Beyond meeting the safety objective as assessed by an independent safety board, the trial revealed that six months after receiving C-Cure, patients in the treatment group showed significant functional and clinical benefit.

C-Cure Study Summary :

• 45 patients with heart failure secondary to ischemic heart disease were recruited in Belgium and Serbia, and randomized to optimal medical care or optimal medical care plus C-Cure treatment. Demographic and clinical baseline data were similar between 24 controls and 21 patients treated with C-Cure.
• The study showed that delivery of C-Cure is feasible without peri-procedural complications. No evidence of cell-induced systemic toxicity or pro-arrhythmogenicity was observed.

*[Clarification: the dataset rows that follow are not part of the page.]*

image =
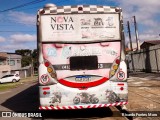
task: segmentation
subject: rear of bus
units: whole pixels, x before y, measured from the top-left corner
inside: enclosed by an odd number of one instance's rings
[[[37,28],[39,109],[127,104],[120,8],[47,4],[38,12]]]

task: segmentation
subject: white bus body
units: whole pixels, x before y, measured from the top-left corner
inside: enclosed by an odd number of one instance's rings
[[[48,4],[38,12],[37,30],[39,109],[127,104],[120,8]]]

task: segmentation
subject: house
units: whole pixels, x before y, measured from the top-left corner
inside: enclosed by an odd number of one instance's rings
[[[148,40],[148,41],[144,41],[140,48],[141,49],[144,49],[144,48],[149,48],[150,46],[153,46],[153,45],[158,45],[160,44],[160,40]]]
[[[11,71],[10,66],[7,63],[8,55],[7,53],[0,53],[0,78]]]
[[[21,70],[21,55],[0,52],[0,77],[15,74]]]

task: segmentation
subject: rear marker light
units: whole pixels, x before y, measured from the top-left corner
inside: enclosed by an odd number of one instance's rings
[[[40,14],[44,14],[45,13],[45,11],[44,10],[42,10],[41,12],[40,12]]]
[[[83,10],[83,8],[82,8],[82,7],[79,7],[79,8],[78,8],[78,10],[79,10],[79,11],[82,11],[82,10]]]
[[[121,9],[120,8],[116,8],[115,11],[116,12],[121,12]]]

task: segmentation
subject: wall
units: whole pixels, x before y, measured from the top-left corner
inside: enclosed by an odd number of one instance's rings
[[[130,71],[160,72],[160,45],[129,52],[126,59]]]
[[[11,70],[20,70],[21,69],[21,55],[16,55],[16,54],[8,54],[8,61],[10,61],[10,67]],[[12,65],[11,61],[14,61],[14,65]],[[19,61],[19,62],[18,62]]]

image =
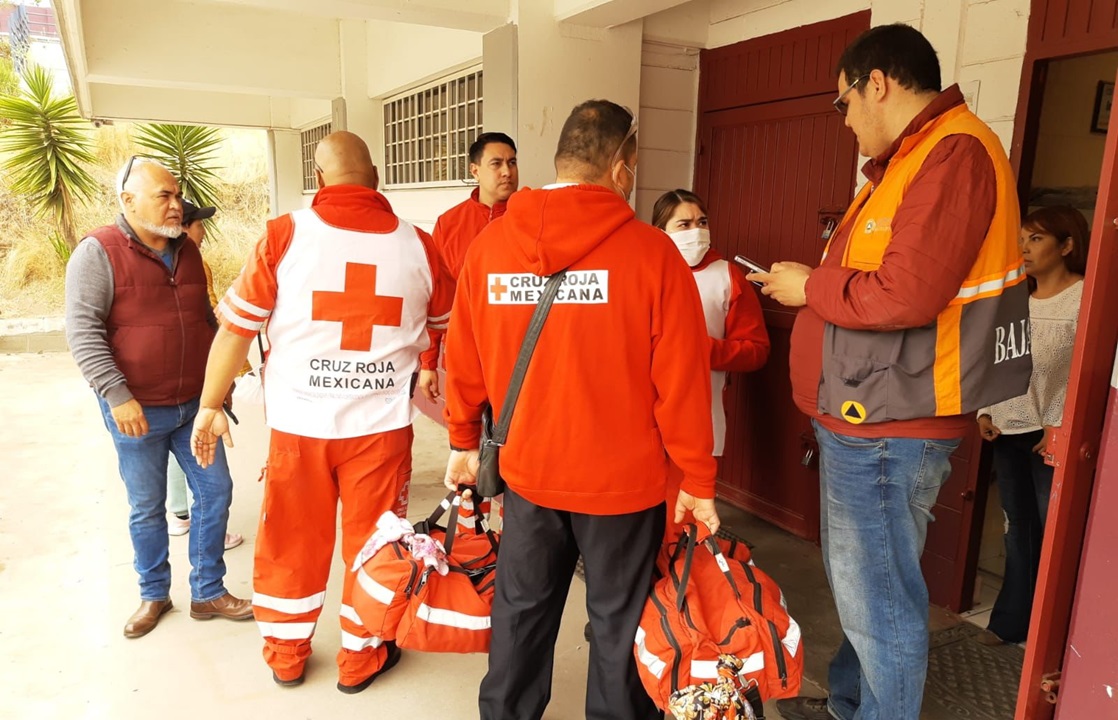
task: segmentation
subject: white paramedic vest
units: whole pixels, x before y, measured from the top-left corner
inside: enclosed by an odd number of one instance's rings
[[[730,312],[730,264],[715,260],[702,270],[693,272],[703,302],[703,316],[707,321],[707,334],[716,340],[726,337],[726,315]],[[710,374],[711,419],[714,422],[714,456],[721,457],[726,447],[726,408],[722,390],[726,387],[726,372],[715,370]]]
[[[393,232],[368,233],[328,225],[310,209],[291,217],[268,321],[268,425],[321,439],[410,425],[434,286],[422,241],[403,220]]]

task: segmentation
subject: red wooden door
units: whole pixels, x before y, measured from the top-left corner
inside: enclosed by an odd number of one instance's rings
[[[1075,650],[1064,656],[1056,720],[1118,714],[1118,678],[1114,676],[1114,668],[1118,668],[1118,618],[1114,615],[1114,598],[1118,597],[1118,572],[1114,571],[1114,550],[1118,548],[1118,358],[1114,369],[1068,633],[1068,648]]]
[[[834,92],[706,113],[698,193],[715,247],[765,265],[815,265],[825,240],[820,211],[841,214],[854,187],[857,148],[831,105]],[[826,217],[826,216],[823,216]],[[788,350],[795,310],[762,298],[772,354],[760,371],[734,374],[726,396],[719,492],[806,538],[819,536],[819,476],[807,418],[792,404]]]
[[[825,222],[854,192],[857,146],[834,111],[834,68],[869,28],[869,12],[707,50],[701,56],[695,189],[724,256],[819,262]],[[811,427],[792,403],[788,350],[795,311],[762,298],[768,364],[735,374],[719,493],[801,537],[819,537]]]
[[[1115,345],[1118,344],[1118,323],[1114,321],[1114,308],[1118,307],[1115,278],[1118,278],[1118,113],[1110,117],[1063,425],[1053,440],[1056,473],[1021,675],[1018,720],[1052,717],[1053,707],[1046,702],[1046,693],[1041,689],[1042,678],[1059,671],[1064,665],[1065,653],[1074,652],[1067,642],[1068,625],[1101,446]],[[1113,482],[1113,478],[1101,479]],[[1085,574],[1084,584],[1089,579],[1103,583],[1113,580],[1114,570],[1107,566],[1112,562],[1115,549],[1114,546],[1105,548],[1108,562],[1101,571],[1105,576],[1089,578]],[[1094,572],[1100,572],[1097,566]],[[1082,612],[1097,611],[1098,619],[1107,622],[1105,618],[1112,616],[1113,606],[1114,597],[1110,595],[1102,604],[1092,606],[1086,602]],[[1105,674],[1106,682],[1118,685],[1114,682],[1113,665],[1098,665],[1093,672]],[[1107,707],[1113,717],[1114,701]],[[1063,717],[1078,720],[1106,715],[1066,714]]]

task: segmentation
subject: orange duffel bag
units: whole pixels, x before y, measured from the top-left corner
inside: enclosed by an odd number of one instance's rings
[[[358,557],[353,607],[369,632],[410,650],[489,651],[500,537],[480,514],[459,523],[461,505],[461,493],[451,493],[414,534]],[[438,522],[448,508],[444,527]],[[442,562],[416,557],[419,546],[424,557],[436,546]]]
[[[673,693],[718,682],[723,656],[740,661],[740,692],[758,718],[764,701],[799,693],[800,628],[744,544],[688,525],[658,570],[634,644],[641,682],[658,707],[667,709]]]

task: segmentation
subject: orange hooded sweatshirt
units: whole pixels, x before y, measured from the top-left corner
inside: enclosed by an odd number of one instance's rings
[[[501,474],[542,507],[593,515],[714,497],[710,343],[691,270],[613,191],[522,190],[477,237],[447,332],[451,445],[497,417],[545,277],[568,269],[514,410]],[[666,452],[665,452],[666,450]]]

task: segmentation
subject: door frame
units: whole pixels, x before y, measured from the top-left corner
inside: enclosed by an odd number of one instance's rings
[[[1096,4],[1106,9],[1106,3]],[[1091,32],[1089,23],[1078,22],[1097,9],[1083,0],[1032,0],[1010,154],[1023,209],[1032,184],[1049,63],[1118,50],[1118,29],[1104,26],[1101,32]],[[1074,24],[1073,18],[1077,21]],[[1083,27],[1086,29],[1079,32]],[[1061,670],[1067,651],[1076,576],[1118,342],[1118,326],[1108,324],[1103,317],[1103,308],[1118,305],[1118,286],[1102,282],[1118,273],[1116,156],[1118,113],[1111,117],[1103,155],[1064,423],[1053,438],[1056,471],[1015,720],[1053,716],[1056,706],[1048,701],[1041,683]]]

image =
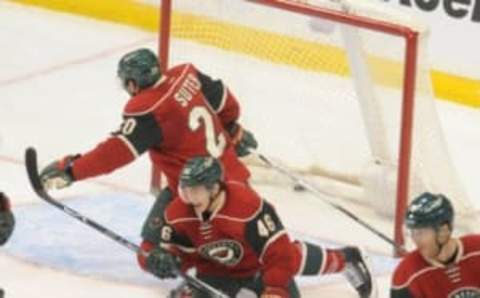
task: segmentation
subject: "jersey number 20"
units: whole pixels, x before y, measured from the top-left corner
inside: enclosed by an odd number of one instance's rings
[[[188,117],[188,126],[192,131],[200,128],[201,123],[205,128],[205,140],[208,153],[215,158],[222,156],[223,150],[227,145],[227,140],[222,133],[215,135],[215,126],[213,124],[212,115],[205,107],[194,107]]]

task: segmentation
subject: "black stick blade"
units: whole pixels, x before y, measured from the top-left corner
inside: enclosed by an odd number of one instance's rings
[[[43,197],[45,189],[38,175],[37,151],[32,147],[27,148],[25,151],[25,166],[27,167],[28,179],[30,180],[33,190],[39,196]]]

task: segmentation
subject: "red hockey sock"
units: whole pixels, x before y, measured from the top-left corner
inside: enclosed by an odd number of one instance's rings
[[[325,249],[308,242],[296,241],[299,275],[319,275],[342,272],[345,255],[340,249]]]
[[[325,269],[321,274],[342,272],[345,268],[345,256],[339,249],[327,249]]]
[[[154,247],[155,247],[155,245],[152,242],[147,241],[147,240],[143,240],[142,244],[140,245],[141,250],[143,250],[145,252],[151,251]],[[138,262],[138,265],[140,265],[140,267],[143,270],[146,270],[146,268],[147,268],[147,266],[146,266],[147,257],[145,257],[145,255],[140,254],[140,253],[137,254],[137,262]]]

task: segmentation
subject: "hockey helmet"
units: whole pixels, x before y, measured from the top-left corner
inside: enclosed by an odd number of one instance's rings
[[[405,223],[409,229],[437,228],[443,224],[452,227],[453,218],[453,206],[446,196],[424,192],[408,206]]]
[[[127,53],[118,63],[117,75],[124,88],[128,81],[134,81],[140,89],[150,87],[161,76],[157,56],[149,49]]]
[[[211,188],[215,183],[222,181],[222,165],[211,156],[189,159],[180,173],[180,188],[197,185]]]

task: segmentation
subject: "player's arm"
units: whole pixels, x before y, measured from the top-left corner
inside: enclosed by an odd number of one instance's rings
[[[160,231],[162,245],[179,257],[180,270],[185,272],[194,267],[198,261],[198,254],[190,238],[177,231],[173,225],[164,224]]]
[[[392,277],[392,286],[390,288],[390,297],[391,298],[416,298],[413,294],[412,289],[410,289],[410,284],[408,283],[409,276],[406,275],[406,270],[400,268],[402,263],[395,269]]]
[[[415,298],[415,296],[410,293],[410,290],[408,288],[392,288],[390,290],[390,298]]]
[[[153,114],[126,116],[120,129],[93,150],[51,163],[40,178],[47,187],[66,187],[73,181],[110,173],[161,141],[162,131]]]
[[[158,229],[160,242],[155,239],[144,239],[141,244],[148,257],[137,255],[141,268],[159,278],[175,277],[177,270],[186,271],[195,265],[196,254],[190,239],[178,233],[165,221]],[[155,242],[154,242],[155,241]]]
[[[210,76],[198,71],[201,90],[212,109],[217,113],[225,127],[237,122],[240,116],[240,105],[233,93],[221,80],[214,80]]]
[[[200,71],[197,73],[202,93],[230,134],[238,156],[248,155],[249,149],[257,148],[258,144],[253,134],[238,123],[240,116],[238,100],[221,80],[213,80]]]
[[[162,131],[151,113],[125,116],[120,128],[72,165],[75,180],[108,174],[159,145]]]
[[[271,204],[264,201],[261,211],[248,222],[246,238],[263,264],[262,279],[266,289],[286,295],[295,275],[294,248]]]

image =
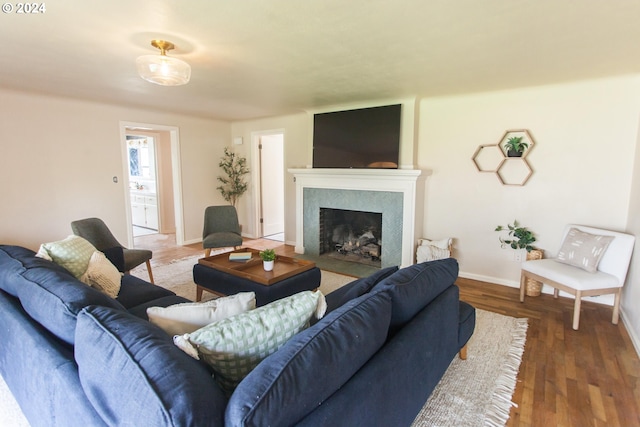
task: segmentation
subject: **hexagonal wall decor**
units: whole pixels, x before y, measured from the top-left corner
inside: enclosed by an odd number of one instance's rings
[[[521,157],[511,157],[505,159],[496,172],[498,179],[504,185],[524,185],[533,171],[527,159]]]
[[[495,172],[505,159],[497,145],[481,145],[473,154],[472,160],[479,172]]]
[[[525,149],[520,157],[509,155],[506,142],[512,137],[520,137]],[[524,185],[533,169],[526,157],[535,145],[535,140],[527,129],[507,130],[497,144],[480,145],[473,153],[473,164],[479,172],[494,172],[502,185]]]

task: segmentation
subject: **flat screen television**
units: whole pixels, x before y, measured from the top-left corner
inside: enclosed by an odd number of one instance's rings
[[[397,169],[402,105],[313,116],[314,168]]]

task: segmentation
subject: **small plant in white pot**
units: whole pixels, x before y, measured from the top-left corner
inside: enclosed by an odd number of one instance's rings
[[[260,258],[262,258],[264,271],[273,270],[273,264],[276,260],[276,251],[274,251],[273,249],[265,249],[263,251],[260,251]]]

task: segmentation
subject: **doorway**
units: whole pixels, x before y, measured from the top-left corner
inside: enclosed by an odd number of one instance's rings
[[[252,139],[260,181],[257,237],[284,242],[284,132],[258,132]]]
[[[156,234],[160,229],[156,163],[158,138],[146,132],[128,132],[126,139],[133,237]]]
[[[120,123],[128,246],[134,236],[173,234],[184,244],[180,147],[173,126]],[[134,232],[134,228],[136,232]]]

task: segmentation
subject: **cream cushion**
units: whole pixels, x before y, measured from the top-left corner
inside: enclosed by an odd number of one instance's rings
[[[418,239],[416,261],[419,264],[425,261],[449,258],[451,256],[450,247],[450,238],[441,240]]]
[[[539,259],[522,263],[522,269],[579,291],[620,288],[623,283],[613,274],[603,271],[590,273],[554,259]]]
[[[210,323],[256,308],[253,292],[240,292],[206,302],[186,302],[169,307],[149,307],[149,321],[169,335],[183,335]]]
[[[122,274],[102,252],[95,251],[89,258],[87,270],[79,280],[115,298],[120,292]]]
[[[591,234],[571,228],[558,251],[557,261],[594,273],[613,239],[613,236]]]

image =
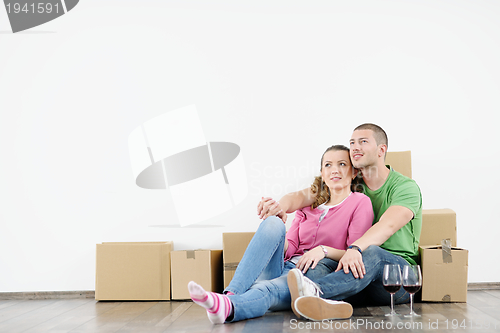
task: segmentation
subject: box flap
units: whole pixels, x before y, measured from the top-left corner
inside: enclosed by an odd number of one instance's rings
[[[450,208],[440,208],[440,209],[423,209],[422,210],[422,216],[424,215],[446,215],[446,214],[452,214],[452,215],[457,215],[453,209]]]
[[[411,178],[411,151],[389,151],[385,156],[385,164],[395,171]]]
[[[457,246],[457,214],[448,208],[422,210],[420,245],[439,245],[448,238]]]
[[[441,245],[420,245],[419,248],[423,249],[423,250],[441,250],[443,247]],[[455,247],[455,246],[452,246],[451,247],[452,250],[460,250],[460,251],[468,251],[466,249],[462,249],[461,247]]]
[[[171,244],[173,245],[174,242],[172,241],[164,241],[164,242],[102,242],[102,245],[157,245],[157,244]],[[97,244],[97,245],[101,245]]]

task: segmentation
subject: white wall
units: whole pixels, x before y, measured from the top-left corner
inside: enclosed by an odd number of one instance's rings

• Cardiac structural and functional parameters, assessed by echocardiography at six months versus baseline showed the benefit of C-Cure treatment.
  • On average, left ventricular ejection fraction (LVEF) was significantly augmented over baseline in the C-Cure versus control cohort (5.2±0.6% versus 1±0.7%, p < 0.01), translating into a 18.1±2.3% relative increase in systolic function afforded by cell therapy.
  • Reduction of end-systolic volume was 3-times larger in the C-Cure group compared to the control group (from 171±9 to 150±9 mL, and from 167±8 to 159±8 mL, p=0.01, respectively).
  • In contrast to the control cohort, which displayed inter-individual variance, C-Cure treatment invariably led to a pattern of improved left ventricular function in all individuals at 6 months follow-up.
• The beneficial effects on cardiac structure and function in the C-Cure group translated into meaningful improved fitness. The 6-min walk test, an index of overall performance, increased from 396±26 at baseline to 449±35 m at six months in C-Cure (+52±19 m) patients while it decreased from 412±19 to 391±25 m (-21±14 m) in the control group between the same time points (p<0.01). To summarize, at 6 months post-therapy, C-Cure treated heart failure patients walked 73 meters more than patients that received optimal standard of care.